The Watsons

"Meet the Watsons" are a set of four projection mapped sculptures who discuss and deconstruct a twitter account live in front of an audience, looking to make you question what you put online, who can access it and the possible tone of your communications. I wanted to expand upon a subject that I looked at previously with another piece 'You probably live in Horsham'1, specifically exploring the security and availability of our metadata2 and what can be derived from looking at it in detail. Asking in a very humanised manner, do you know what you put online? If so, do you think it should be public?
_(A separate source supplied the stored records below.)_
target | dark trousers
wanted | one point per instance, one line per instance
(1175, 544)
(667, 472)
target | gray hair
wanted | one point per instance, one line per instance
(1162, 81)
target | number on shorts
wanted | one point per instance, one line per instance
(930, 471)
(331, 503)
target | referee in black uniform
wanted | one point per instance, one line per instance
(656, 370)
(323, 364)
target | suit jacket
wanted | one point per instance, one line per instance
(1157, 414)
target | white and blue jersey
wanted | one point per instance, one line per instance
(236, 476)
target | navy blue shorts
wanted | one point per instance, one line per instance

Accessibility was a key thought with this piece as I wanted the Watsons to be accessible to all including the hugely differing demographics of who uses twitter. Therefore, I had to find an outlet for my findings that was all-inclusive. For this I turned to creating physical representations of humans as a way of voicing my own concern, they provide a non-threatening almost homely reminder to the user, guiding them through each step of what they could gather by looking at the tweets. It also acts to remove both the reading and language barrier (as the Watsons can speak other languages) seen in "You probably live in Horsham". In addition to this, the human face helps the users interact more freely with the piece connecting somewhat to the overly cute and perfect personas of the Watsons, something specifically considered in order to create something relatable and kind. I actually used what I would determine to be a representation of corporate America to help form the personality for the Watsons, choosing thick American accents and a typical white middle-class family as the template, something I find to be very typical of the capitalist sector. This cute image, however, is juxtaposed by the thick, dark harrowing shadows cast behind the piece which helps represent the true, much more sinister side behind the 'cute' image.
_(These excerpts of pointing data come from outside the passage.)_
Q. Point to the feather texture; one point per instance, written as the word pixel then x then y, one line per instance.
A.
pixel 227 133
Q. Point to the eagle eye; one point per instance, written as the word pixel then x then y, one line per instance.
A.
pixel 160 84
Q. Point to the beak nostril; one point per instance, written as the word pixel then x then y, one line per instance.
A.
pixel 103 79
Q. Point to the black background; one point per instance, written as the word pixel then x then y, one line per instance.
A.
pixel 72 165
The Watsons are comprised of six parts; a set of four sculptures, a projection keystone application, a language analysis system, text to speech, scripting engine and a front-end system allowing the user to interact with the piece. All of which were carefully created to make the interaction between the user and the piece seamless and incredibly simple, something essential in a gallery situation. However, it was key that the simplicity should never compromise the detail of the information. Therefore early on I decided not to use text analysis API's such as the IBM Watson platform which I have used before and instead create a completely bespoke system designed specifically to analyse tweets in the given context. This was a long laborious process but yielded successful results using a mix of my own technology, a few research papers from institutions including Stanford and a few php wrappers by Ian Barber a Developer Advocate for Google+.


Above: The process of creating the Watsons, left: inner structure, middle: rough shape, end: finished sculpture.


Sculptures

For the sculptures, I chose porcelain as the material as this much finer clay has surprisingly strong properties but also leaves a bright, flawless white matt finish once fired, making the material perfect for projecting as it would disperse the bright light perfectly. All four statues were created in ~12 hours non-stop as leaving gaps between the creation of the pieces could lead to inconsistent drying. This could be disastrous as differing levels of moisture in the clay could result in the pieces exploding once fired in the kiln. Thankfully this seemed to work as once fired the pieces came out without any issues whatsoever.

The level of detail in the sculptures varies according to the amount of animation projected onto them. For example, the boy seen above has both his eyes and mouth simultaneously projected alongside a full face painting. As this could potentially alter the face shape quite significantly his eyes and mouth have been smoothed allowing the projection to dictate the shadows and highlights of his face, allowing me more freedom in the look of the projection. The baby, however, has minimal animation so both it's eyes and mouth are fully formed.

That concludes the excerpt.